- Oral presentation
- Open Access
Prognostic value of MRI T2 quantification in heart transplant patients: a 5-year outcome study
© Chowdhary et al. 2016
- Published: 27 January 2016
- Cardiac Magnetic Resonance
- Rejection Episode
- Systolic Heart Failure
- Diastolic Heart Failure
- Heart Transplant Patient
Endomyocardial biopsy (EMB) is the current gold standard to monitor patients for heart transplant rejection. Quantification of myocardial T2 relaxation time using cardiac magnetic resonance (CMR) has been shown to have high sensitivity and specificity to detect rejection episodes. In this study, we evaluated the prognostic value of myocardial T2 to predict adverse cardiovascular outcomes during 5-year follow-up after initial CMR.
49 cardiac transplant patients (mean age, 48 ± 14 years; 65% male) were recruited from a single institution. CMR at 1.5T was performed in all patients, with subsequent quantifications of regional and global myocardial T2. Clinical data was gathered post-CMR over a 5-year period. EMBs were graded according to the International Society of Heart & Lung Transplantation criteria. Rejection episodes were defined by EMB ≥ 2R, new onset heart failure (HF), LV ejection fraction < 40%, or death. Adverse cardiovascular events gathered included coronary artery disease, cardiomyopathies, arrhythmias, and different types of HFs. Multivariable logistic regression and Kaplan-Meier analysis was performed to measure the prognostic value of myocardial T2.
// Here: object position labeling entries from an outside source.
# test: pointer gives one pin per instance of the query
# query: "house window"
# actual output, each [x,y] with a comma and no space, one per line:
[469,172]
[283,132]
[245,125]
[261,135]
Myocardial T2 was found to increase with worsening EMB grade from 53.0 ms (0R, no rejection) to 59.9 ms (3R, severe rejection). ROC analysis using two groups (EMBs ≤ 1R and ≥ 2R) showed T2 = 55.0 ms to have the highest specificity and sensitivity. In multivariable analysis that considered T2 measures, age, length of surgery, donor ischemic time, and BMI, both peak T2 (p = 0.038) and septal T2 (p = 0.035) were significant predictors of EMB grade ≥ 2R. Kaplan-Meier analysis showed a significant higher probability of developing EMB ≥ 2R, new onset HF, or death with a global T2 ≥ 55 (p = 0.02). Adverse cardiovascular outcomes of systolic HF, acute systolic HF, and chronic diastolic HF had a higher probability of developing in patients with global T2 ≥ 55 (p = 0.01, p = 0.01, and p < 0.01, respectively).